A classic chain of illogical thinking....we don't know everything, therefore anything we can't prove is in the same category, therefore physics is no different from religion.
No, NO, NO!!!
Physics, like all science and many other disciplines (historical research, for instance), is based on evidence. Cosmological theories are an attempt to make sense of our observations of the universe (which is our basic evidence) in a way which is consistent with known science (evidence collected concerning the existence and behaviour of sub-atomic particles) and with mathematical logic. The fact that there are several competing theories is because, at the moment, the evidence we need is incomplete.

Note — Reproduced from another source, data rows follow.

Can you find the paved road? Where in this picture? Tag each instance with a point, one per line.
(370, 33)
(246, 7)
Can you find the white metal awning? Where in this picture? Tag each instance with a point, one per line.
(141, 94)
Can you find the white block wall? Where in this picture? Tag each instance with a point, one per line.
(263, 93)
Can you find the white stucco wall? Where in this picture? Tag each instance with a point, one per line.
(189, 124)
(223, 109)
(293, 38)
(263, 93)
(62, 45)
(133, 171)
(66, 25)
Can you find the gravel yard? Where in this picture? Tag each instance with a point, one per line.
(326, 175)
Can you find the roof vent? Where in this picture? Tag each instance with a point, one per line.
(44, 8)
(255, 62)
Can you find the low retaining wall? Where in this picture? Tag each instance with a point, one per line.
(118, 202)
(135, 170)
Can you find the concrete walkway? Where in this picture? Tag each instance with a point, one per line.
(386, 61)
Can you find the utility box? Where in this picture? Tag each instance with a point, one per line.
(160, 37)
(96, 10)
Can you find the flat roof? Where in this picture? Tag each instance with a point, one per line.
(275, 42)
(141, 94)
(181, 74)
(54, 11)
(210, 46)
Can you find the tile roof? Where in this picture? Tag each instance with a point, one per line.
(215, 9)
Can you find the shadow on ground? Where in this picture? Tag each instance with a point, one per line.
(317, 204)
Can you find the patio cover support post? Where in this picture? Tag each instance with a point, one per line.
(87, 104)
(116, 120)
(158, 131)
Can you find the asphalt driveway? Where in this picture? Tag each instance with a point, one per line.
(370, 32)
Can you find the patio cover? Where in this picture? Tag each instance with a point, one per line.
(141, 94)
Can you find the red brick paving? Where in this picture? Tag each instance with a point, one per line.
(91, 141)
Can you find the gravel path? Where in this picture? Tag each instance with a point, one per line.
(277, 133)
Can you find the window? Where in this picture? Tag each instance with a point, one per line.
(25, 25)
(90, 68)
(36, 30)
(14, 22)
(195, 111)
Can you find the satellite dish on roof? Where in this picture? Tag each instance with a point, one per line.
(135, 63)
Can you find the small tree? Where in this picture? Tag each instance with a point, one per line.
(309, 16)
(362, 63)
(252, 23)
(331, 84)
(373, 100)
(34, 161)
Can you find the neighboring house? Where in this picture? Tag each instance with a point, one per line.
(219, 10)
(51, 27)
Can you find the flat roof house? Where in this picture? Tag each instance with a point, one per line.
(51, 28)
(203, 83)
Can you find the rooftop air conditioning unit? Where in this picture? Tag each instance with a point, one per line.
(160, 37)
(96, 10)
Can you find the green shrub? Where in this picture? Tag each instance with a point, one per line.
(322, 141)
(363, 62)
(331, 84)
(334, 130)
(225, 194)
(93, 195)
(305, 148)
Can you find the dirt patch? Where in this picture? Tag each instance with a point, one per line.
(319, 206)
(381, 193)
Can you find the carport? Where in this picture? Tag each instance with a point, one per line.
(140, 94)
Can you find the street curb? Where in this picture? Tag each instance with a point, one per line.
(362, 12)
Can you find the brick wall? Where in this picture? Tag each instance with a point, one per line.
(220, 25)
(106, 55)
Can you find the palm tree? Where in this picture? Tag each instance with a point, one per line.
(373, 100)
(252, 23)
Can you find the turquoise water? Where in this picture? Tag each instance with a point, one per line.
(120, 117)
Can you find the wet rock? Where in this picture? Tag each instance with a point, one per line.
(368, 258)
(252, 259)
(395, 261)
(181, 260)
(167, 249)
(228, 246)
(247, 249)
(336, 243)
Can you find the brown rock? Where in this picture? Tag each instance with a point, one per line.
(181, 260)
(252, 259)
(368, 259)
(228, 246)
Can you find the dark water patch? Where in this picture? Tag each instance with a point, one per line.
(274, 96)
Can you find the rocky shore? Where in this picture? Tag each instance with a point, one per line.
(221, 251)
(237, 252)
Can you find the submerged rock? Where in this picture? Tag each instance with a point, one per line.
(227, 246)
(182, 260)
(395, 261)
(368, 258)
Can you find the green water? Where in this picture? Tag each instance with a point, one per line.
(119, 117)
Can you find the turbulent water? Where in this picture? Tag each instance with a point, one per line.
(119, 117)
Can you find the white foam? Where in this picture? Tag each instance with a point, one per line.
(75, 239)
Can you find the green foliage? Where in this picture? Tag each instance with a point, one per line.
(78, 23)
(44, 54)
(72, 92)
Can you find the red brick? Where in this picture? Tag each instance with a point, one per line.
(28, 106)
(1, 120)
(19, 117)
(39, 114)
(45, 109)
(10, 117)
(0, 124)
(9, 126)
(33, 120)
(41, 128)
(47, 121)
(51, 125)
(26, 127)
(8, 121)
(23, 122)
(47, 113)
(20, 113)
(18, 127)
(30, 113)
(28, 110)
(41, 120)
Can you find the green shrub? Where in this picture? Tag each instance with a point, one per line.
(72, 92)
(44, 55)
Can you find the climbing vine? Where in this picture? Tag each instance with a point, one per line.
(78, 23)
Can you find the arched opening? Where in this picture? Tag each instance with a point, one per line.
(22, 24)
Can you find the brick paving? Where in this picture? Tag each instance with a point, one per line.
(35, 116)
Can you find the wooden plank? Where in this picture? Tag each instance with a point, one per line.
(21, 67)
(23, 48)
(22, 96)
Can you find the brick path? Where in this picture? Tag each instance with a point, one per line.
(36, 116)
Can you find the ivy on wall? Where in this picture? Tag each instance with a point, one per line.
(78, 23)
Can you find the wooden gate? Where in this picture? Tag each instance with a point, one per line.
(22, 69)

By definition, theories about the formation of the universe are not "testable" in the sense of "setting up an experiment to create a universe", but that doesn't mean that they are no more than fantasies. As the evidence comes in, so the theories will be whittled down. It's the evidence which determines and validates (or rejects) the theories.
Religion, on the other hand, is a "given" body of knowledge: it rejects any evidence which does not comply with the holy texts (in fact if you're in a Muslim country and you start questioning the factual accuracy of the Koran, you'd better have a very fast getaway in place and ready to go...). It is the antithesis of science, as different as it could be. Religion has always hated science (and tortured scientists to "recant" until this became regarded as rather uncivilised) because religious leaders do not want any questioning of their authority, or of the basis for that authority. If religion had not been challenged by the scientific method (which kept being proved right), we would all still be in the Dark Ages, because religion resists change as hard as it can.

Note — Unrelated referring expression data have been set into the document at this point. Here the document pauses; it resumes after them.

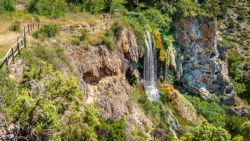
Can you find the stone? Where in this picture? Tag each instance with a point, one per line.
(203, 69)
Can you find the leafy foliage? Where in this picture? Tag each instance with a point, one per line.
(206, 132)
(212, 111)
(157, 20)
(15, 26)
(233, 124)
(111, 130)
(49, 8)
(241, 79)
(245, 129)
(6, 5)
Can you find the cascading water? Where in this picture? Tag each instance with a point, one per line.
(173, 125)
(150, 80)
(150, 69)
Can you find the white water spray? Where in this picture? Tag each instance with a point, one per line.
(150, 69)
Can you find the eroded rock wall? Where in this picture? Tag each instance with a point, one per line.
(201, 63)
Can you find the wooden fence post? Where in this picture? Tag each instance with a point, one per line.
(24, 39)
(13, 55)
(28, 28)
(18, 46)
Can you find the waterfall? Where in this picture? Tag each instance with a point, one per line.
(173, 125)
(150, 69)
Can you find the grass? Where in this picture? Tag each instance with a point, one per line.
(3, 50)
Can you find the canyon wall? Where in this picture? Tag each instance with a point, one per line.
(201, 66)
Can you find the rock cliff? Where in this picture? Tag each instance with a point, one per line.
(201, 60)
(103, 73)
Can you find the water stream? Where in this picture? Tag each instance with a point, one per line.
(150, 69)
(150, 80)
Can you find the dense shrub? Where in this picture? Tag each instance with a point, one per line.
(240, 78)
(6, 5)
(49, 8)
(94, 6)
(84, 34)
(107, 41)
(107, 5)
(15, 26)
(233, 124)
(48, 30)
(111, 130)
(207, 132)
(245, 130)
(53, 55)
(212, 111)
(157, 20)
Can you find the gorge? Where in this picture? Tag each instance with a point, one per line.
(125, 70)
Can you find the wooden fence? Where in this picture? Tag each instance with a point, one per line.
(21, 42)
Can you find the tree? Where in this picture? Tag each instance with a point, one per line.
(49, 8)
(6, 5)
(107, 5)
(245, 130)
(207, 132)
(132, 4)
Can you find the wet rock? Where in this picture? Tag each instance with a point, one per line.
(104, 73)
(180, 104)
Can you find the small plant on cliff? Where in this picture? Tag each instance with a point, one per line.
(111, 130)
(49, 30)
(207, 132)
(212, 111)
(6, 5)
(15, 26)
(49, 8)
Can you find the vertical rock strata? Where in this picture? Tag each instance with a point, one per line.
(201, 67)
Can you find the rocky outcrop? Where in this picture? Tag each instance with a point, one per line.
(201, 62)
(103, 73)
(180, 104)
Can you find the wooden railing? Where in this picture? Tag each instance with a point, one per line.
(21, 42)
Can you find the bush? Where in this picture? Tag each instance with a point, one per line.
(212, 111)
(207, 132)
(45, 97)
(49, 8)
(7, 5)
(48, 30)
(157, 20)
(84, 34)
(111, 130)
(53, 55)
(107, 41)
(245, 130)
(15, 26)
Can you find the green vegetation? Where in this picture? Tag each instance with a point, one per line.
(6, 5)
(111, 130)
(212, 111)
(49, 107)
(49, 8)
(207, 132)
(234, 125)
(47, 30)
(15, 26)
(48, 104)
(240, 79)
(158, 112)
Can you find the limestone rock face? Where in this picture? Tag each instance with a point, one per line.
(180, 104)
(103, 73)
(202, 67)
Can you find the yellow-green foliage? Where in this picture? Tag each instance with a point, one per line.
(159, 45)
(207, 132)
(49, 96)
(169, 39)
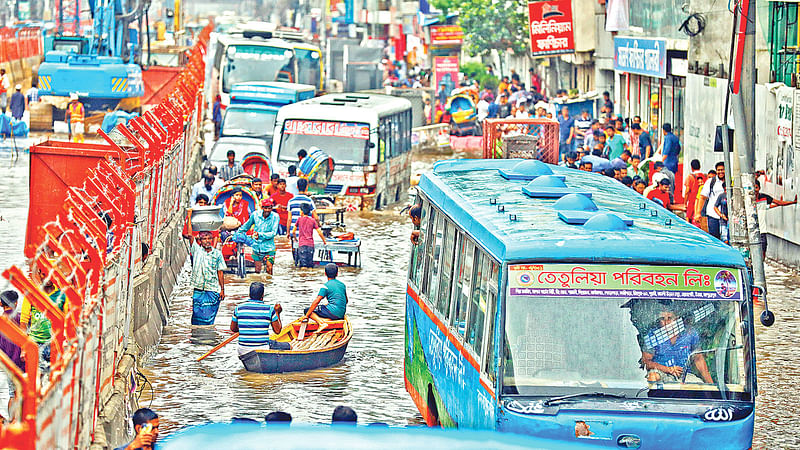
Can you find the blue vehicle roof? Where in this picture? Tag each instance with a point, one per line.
(565, 215)
(249, 436)
(274, 94)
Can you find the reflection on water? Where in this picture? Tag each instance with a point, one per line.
(778, 351)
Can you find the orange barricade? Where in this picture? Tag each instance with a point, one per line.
(544, 130)
(91, 207)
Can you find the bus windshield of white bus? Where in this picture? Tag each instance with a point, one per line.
(636, 331)
(245, 63)
(309, 66)
(345, 142)
(248, 122)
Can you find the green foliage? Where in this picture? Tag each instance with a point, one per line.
(477, 71)
(491, 24)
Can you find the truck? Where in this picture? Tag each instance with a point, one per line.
(249, 121)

The belief that aliens exist is not based on any verified evidence whatsoever. Let alone the belief that aliens have formed advanced technological civilisations, have managed to visit the Earth, and have amused themselves, first by building the pyramids and Stonehenge and now by having fun with crop circles. Attempts to point out that there are perfectly simple, mundane explanations, based on solid evidence and fully compliant with scientific and historical knowledge, which account for all of these are rejected by the "alienists" with the same blind vehemence as medieval priests rejected the notion that the Earth might be a spheroid, and that it might be orbiting the sun rather than the other way around.
It's the alien fantasies that are in the same camp as religion - as we have seen in this thread, you will not shake the true believers by producing solid evidence that they are wrong.